Interrupt routine usage not shown by top in 8.0
Barney Cordoba
barney_cordoba at yahoo.com
Fri Mar 13 07:34:47 PDT 2009
--- On Thu, 3/12/09, Scott Long <scottl at samsco.org> wrote:
> From: Scott Long <scottl at samsco.org>
> Subject: Re: Interrupt routine usage not shown by top in 8.0
> To: barney_cordoba at yahoo.com
> Cc: current at freebsd.org
> Date: Thursday, March 12, 2009, 8:35 PM
> Barney Cordoba wrote:
> >
> >
> >
> > --- On Thu, 3/12/09, Scott Long
> <scottl at samsco.org> wrote:
> >
> >> From: Scott Long <scottl at samsco.org>
> >> Subject: Re: Interrupt routine usage not shown by
> top in 8.0
> >> To: barney_cordoba at yahoo.com
> >> Cc: current at freebsd.org
> >> Date: Thursday, March 12, 2009, 7:42 PM
> >> Barney Cordoba wrote:
> >>> I'm fireing 400Kpps at a udp blackhole
> port.
> >> I'm getting 6000 interrupts
> >>> per second on em3:
> >>>
> >>> testbox# vmstat -i; sleep 1; vmstat -i
> >>> interrupt total
> rate
> >>> irq1: atkbd0 1
> 0
> >>> irq6: fdc0 1
> 0
> >>> irq17: uhci1+ 2226
> 9
> >>> irq18: uhci2 ehci+ 9
> 0
> >>> cpu0: timer 470507
> 1993
> >>> irq256: em0 665
> 2
> >>> irq259: em3 1027684
> 4354
> >>> cpu1: timer 470272
> 1992
> >>> cpu3: timer 470273
> 1992
> >>> cpu2: timer 470273
> 1992
> >>> Total 2911911
> 12338
> >>>
> >>> interrupt total
> rate
> >>> irq1: atkbd0 1
> 0
> >>> irq6: fdc0 1
> 0
> >>> irq17: uhci1+ 2226
> 9
> >>> irq18: uhci2 ehci+ 9
> 0
> >>> cpu0: timer 472513
> 1993
> >>> irq256: em0 668
> 2
> >>> irq259: em3 1033703
> 4361
> >>> cpu1: timer 472278
> 1992
> >>> cpu3: timer 472279
> 1992
> >>> cpu2: timer 472279
> 1992
> >>> Total 2925957
> 12345
> >>>
> >>>
> >>> top -SH shows:
> >>>
> >>> PID STATE C TIME CPU COMMAND
> >>> 10 CPU3 3 7:32 100.00% idle
> >>> 10 CPU2 2 7:32 100.00% idle
> >>> 10 RUN 0 7:31 100.00% idle
> >>> 10 CPU1 1 7:31 100.00% idle
> >>>
> >>> This implies that CPU usage is substantially
> >> under-reported in general
> >>> by the system. Note that I've modified
> >> em_irq_fast() to call em_handle_rxtx() directly
> rather than
> >> scheduling a task to illustrate
> >>> the problem
> >>>
> >> With unmodified code, what do you see? Are you
> sending
> >> valid UDP frames with valid checksums and a valid
> port, or
> >> is everything that you're blasting at the
> interface
> >> getting dropped right away? Calling
> em_handle_rxtx()
> >> directly will cause a very quick panic once you
> start
> >> handling real traffic and you encounter a lock.
> >>
> >> Scott
> >
> > I think you're mistaken. I'm also accessing
> the system via an em port
> > (and running top) and em_handle_rxtx() is self
> contained lock-wise. The taskqueue doesn't obtain a lock
> before calling the routine.
> >
>
> I understand perfectly how the code works, as I wrote it.
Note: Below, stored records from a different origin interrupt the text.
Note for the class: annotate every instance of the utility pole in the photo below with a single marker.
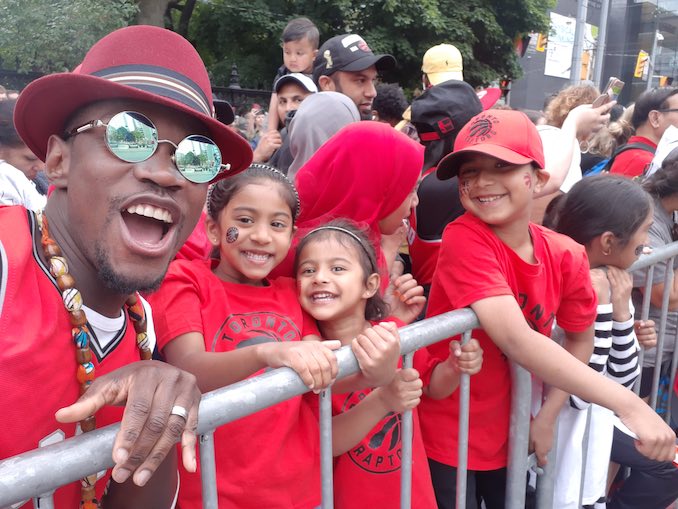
(580, 28)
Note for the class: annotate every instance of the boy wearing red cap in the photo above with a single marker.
(518, 278)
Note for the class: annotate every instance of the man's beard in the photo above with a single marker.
(119, 283)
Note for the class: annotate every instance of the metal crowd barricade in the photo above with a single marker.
(32, 474)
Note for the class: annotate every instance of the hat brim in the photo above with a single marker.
(381, 62)
(436, 78)
(449, 165)
(489, 97)
(287, 78)
(45, 105)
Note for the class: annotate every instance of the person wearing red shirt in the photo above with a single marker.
(338, 285)
(654, 111)
(518, 278)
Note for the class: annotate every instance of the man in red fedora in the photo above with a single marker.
(130, 144)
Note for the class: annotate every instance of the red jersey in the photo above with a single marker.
(633, 162)
(37, 358)
(271, 458)
(368, 475)
(475, 264)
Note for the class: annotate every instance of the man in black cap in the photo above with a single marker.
(346, 64)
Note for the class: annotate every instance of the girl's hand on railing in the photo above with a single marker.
(406, 298)
(466, 359)
(404, 391)
(654, 438)
(621, 284)
(646, 333)
(150, 391)
(377, 350)
(314, 361)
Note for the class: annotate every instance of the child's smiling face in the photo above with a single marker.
(495, 191)
(331, 280)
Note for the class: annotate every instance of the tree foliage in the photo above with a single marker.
(54, 35)
(229, 31)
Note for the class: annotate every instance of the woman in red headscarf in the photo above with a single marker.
(367, 173)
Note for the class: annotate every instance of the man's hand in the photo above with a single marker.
(269, 142)
(149, 390)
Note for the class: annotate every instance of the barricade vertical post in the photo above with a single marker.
(406, 449)
(462, 461)
(208, 471)
(668, 283)
(547, 480)
(45, 501)
(585, 454)
(326, 458)
(644, 315)
(519, 433)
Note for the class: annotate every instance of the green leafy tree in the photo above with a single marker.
(54, 35)
(228, 32)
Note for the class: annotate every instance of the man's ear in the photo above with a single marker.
(57, 161)
(325, 83)
(542, 178)
(372, 285)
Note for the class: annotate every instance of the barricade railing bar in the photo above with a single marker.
(33, 474)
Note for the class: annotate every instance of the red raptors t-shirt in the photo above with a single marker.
(268, 459)
(37, 355)
(368, 476)
(475, 264)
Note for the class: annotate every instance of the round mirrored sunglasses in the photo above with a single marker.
(133, 138)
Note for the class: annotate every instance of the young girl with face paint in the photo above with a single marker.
(338, 281)
(611, 217)
(223, 320)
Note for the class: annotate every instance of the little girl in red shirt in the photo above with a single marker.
(224, 321)
(338, 280)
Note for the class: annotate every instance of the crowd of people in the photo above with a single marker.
(171, 254)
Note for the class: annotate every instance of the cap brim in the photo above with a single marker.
(224, 111)
(489, 97)
(436, 78)
(45, 104)
(449, 165)
(287, 78)
(381, 62)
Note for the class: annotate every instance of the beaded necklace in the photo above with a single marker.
(81, 334)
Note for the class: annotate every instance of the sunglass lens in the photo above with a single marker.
(198, 158)
(131, 136)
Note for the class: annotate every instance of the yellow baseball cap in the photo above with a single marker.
(443, 63)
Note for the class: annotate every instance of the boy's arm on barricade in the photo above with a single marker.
(446, 375)
(350, 427)
(542, 427)
(504, 322)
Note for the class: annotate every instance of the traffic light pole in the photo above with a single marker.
(602, 42)
(580, 28)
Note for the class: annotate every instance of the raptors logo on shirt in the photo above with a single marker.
(380, 451)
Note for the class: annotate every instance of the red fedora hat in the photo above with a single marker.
(138, 62)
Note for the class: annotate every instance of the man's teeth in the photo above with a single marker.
(151, 211)
(487, 199)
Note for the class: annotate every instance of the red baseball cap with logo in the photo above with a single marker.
(505, 134)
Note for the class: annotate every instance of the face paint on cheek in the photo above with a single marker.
(232, 234)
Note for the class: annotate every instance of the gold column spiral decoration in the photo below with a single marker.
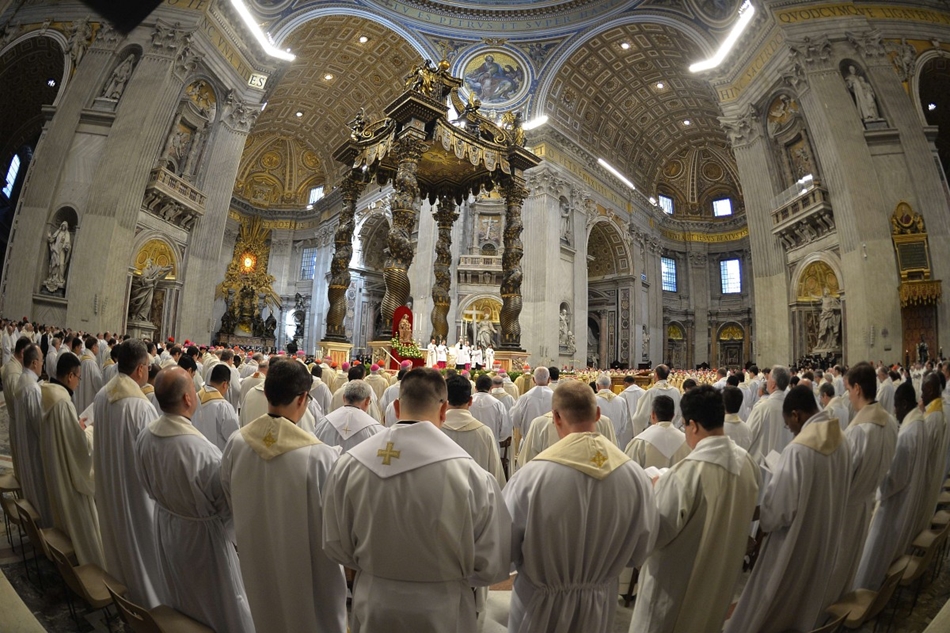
(445, 217)
(350, 189)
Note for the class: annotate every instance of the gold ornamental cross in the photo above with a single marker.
(388, 454)
(599, 459)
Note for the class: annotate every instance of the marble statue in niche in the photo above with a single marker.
(60, 246)
(119, 79)
(863, 95)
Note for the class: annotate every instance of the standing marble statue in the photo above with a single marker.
(863, 95)
(829, 322)
(143, 289)
(60, 246)
(119, 79)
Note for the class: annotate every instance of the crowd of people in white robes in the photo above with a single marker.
(239, 493)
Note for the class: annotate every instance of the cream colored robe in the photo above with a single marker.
(581, 512)
(273, 475)
(67, 459)
(705, 505)
(661, 446)
(476, 439)
(446, 530)
(543, 434)
(802, 512)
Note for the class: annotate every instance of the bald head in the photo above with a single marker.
(175, 392)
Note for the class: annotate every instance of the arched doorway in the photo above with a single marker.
(32, 69)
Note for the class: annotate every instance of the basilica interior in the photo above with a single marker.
(680, 181)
> While there are no locks in the RX path of the driver, there
> are certainly locks higher up in the network stack RX path.
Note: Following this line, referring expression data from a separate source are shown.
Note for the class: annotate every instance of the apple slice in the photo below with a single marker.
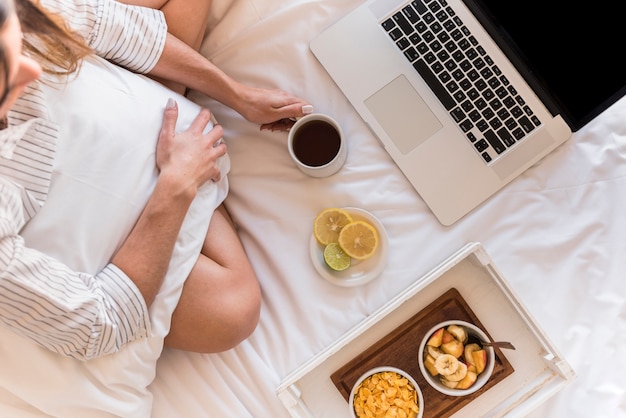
(469, 349)
(446, 337)
(429, 363)
(454, 347)
(458, 331)
(436, 339)
(467, 381)
(480, 360)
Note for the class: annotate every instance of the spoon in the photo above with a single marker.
(500, 344)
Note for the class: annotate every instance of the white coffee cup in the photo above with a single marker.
(317, 145)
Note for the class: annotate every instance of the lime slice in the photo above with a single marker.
(335, 257)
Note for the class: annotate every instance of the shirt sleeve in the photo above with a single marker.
(129, 36)
(72, 313)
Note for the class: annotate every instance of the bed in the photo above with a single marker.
(557, 234)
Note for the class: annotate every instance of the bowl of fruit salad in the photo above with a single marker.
(453, 359)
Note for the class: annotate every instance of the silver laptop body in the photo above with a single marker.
(438, 156)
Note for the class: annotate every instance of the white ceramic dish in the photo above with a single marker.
(482, 379)
(420, 397)
(360, 271)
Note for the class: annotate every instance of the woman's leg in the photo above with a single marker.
(221, 299)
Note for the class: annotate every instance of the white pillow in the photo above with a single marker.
(104, 173)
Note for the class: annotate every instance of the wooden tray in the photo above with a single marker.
(399, 349)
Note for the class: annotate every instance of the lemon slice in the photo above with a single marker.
(335, 257)
(328, 223)
(359, 240)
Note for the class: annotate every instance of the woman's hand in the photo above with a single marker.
(189, 157)
(272, 109)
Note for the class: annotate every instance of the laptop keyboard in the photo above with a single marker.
(482, 101)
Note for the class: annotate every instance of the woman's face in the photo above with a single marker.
(21, 69)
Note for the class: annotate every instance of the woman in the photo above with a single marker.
(220, 302)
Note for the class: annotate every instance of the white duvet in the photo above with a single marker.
(557, 234)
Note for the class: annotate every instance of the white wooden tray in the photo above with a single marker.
(539, 369)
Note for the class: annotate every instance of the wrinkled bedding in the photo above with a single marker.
(557, 234)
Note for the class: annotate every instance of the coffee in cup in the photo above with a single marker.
(317, 145)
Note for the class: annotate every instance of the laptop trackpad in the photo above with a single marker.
(403, 114)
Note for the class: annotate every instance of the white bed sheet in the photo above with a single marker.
(557, 233)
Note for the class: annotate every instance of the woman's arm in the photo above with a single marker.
(186, 161)
(182, 64)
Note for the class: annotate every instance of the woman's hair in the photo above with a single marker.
(6, 8)
(48, 39)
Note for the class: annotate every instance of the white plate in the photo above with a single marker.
(360, 271)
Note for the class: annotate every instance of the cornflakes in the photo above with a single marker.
(386, 395)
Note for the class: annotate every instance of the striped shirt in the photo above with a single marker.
(74, 314)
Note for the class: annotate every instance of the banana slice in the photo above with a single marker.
(433, 351)
(459, 374)
(447, 364)
(458, 332)
(448, 383)
(467, 353)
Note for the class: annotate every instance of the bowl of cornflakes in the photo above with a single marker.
(386, 391)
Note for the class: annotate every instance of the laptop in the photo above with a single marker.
(465, 95)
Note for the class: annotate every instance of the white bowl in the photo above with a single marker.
(482, 379)
(419, 397)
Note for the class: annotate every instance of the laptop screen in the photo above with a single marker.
(573, 51)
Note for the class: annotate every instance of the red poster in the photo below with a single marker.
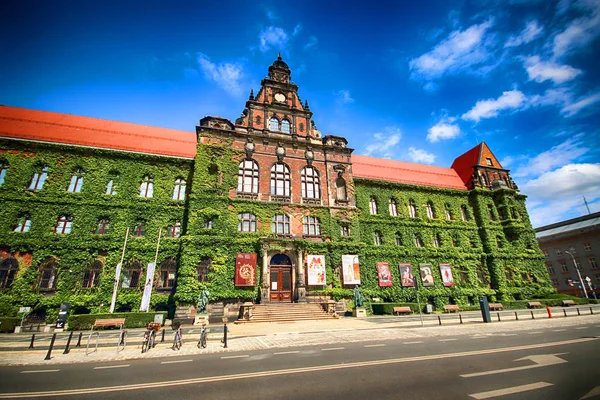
(245, 269)
(384, 275)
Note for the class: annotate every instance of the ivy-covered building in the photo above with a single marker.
(263, 209)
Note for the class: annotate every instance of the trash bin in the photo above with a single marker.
(485, 309)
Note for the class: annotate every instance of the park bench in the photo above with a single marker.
(451, 307)
(402, 310)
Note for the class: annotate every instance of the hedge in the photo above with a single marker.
(132, 320)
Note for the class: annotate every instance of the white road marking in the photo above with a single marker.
(176, 362)
(39, 371)
(510, 390)
(113, 366)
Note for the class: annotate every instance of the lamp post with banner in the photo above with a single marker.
(577, 269)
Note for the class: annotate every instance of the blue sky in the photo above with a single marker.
(420, 81)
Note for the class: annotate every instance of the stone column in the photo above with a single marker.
(301, 287)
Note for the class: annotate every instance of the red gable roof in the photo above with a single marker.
(404, 172)
(44, 126)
> You're not going to hit them in
> your test, but in the real world you will.
>
> > As I mentioned, they're being dumped into a udp
> blackhole, which implies
> > that I have udp.blackhole set and the port is unused.
> I can see the packets hit the udp socket so its working as
> expected:
> >
> > 853967872 dropped due to no socket
> >
> > With unmodified code, the tasq shows 25% usage or so.
> >
> > I'm not sure what the point of your criticism for
> what clearly is a test.
> > Are you implying that the system can receive 400K pps
> with 6000 ints/sec
> > and record 0% usage because of a coding imperfection?
> Or are you implying
> > that the 25% usage is all due to launching tasks
> unnecessarily and process switching?
>
> Prior to FreeBSD 5, interrupt processing time was counted
> in the %intr stat. With FreeBSD 5 and beyond, most
> interrupts moved to full processing contexts called
> ithreads, and the processing time spent in the ithread was
> counted in the %intr stat. The time spent in low-level
> interrupts was merely counted against the process that got
> interrupted.
> This wasn't a big deal because low-level interrupts
> were only used to launch ithreads and to process low-latency
> interrupts for a few drivers.
> Moving to the taskq model breaks this accounting model.
>
> What's happening in your test is that the system is
> almost completely idle, so the only thing that is being
> interrupted by the low-level if_em handler is the cpu idle
> thread. Since you're also bogusly bypassing the
> deferral to the taskq, all stack processing is also
> happening in this
> low-level context, and it's being counted against the
> CPU idle thread.
> However, the process accounting code knows not to charge
> idle thread
> time against the normal stats, because doing so would
> result in the
> system always showing 100% busy. So your test is
> exploiting this;
> you're stealing all of your cycles from the idle
> threads, and they
> aren't being accounted for because it's hard to
> know when the idle
> thread is having its cycles stolen.
>
> So no, 25% of a CPU isn't going to "launching
> tasks unnecessarily and
> process switching." It's going to processing 400k
> packets/sec off of
> the RX ring and up the stack to the UDP layer. I think
> that if you
> studied how the code worked, and devised more useful
> benchmarks, you'd
> see that the taskq deferral method is usually a significant
> gain in
> performance over polling or simple ithreads. There is
> certainly room
> for more improvement, and my taskq scheme isn't the
> only way to get
> good performance, but it does work fairly well.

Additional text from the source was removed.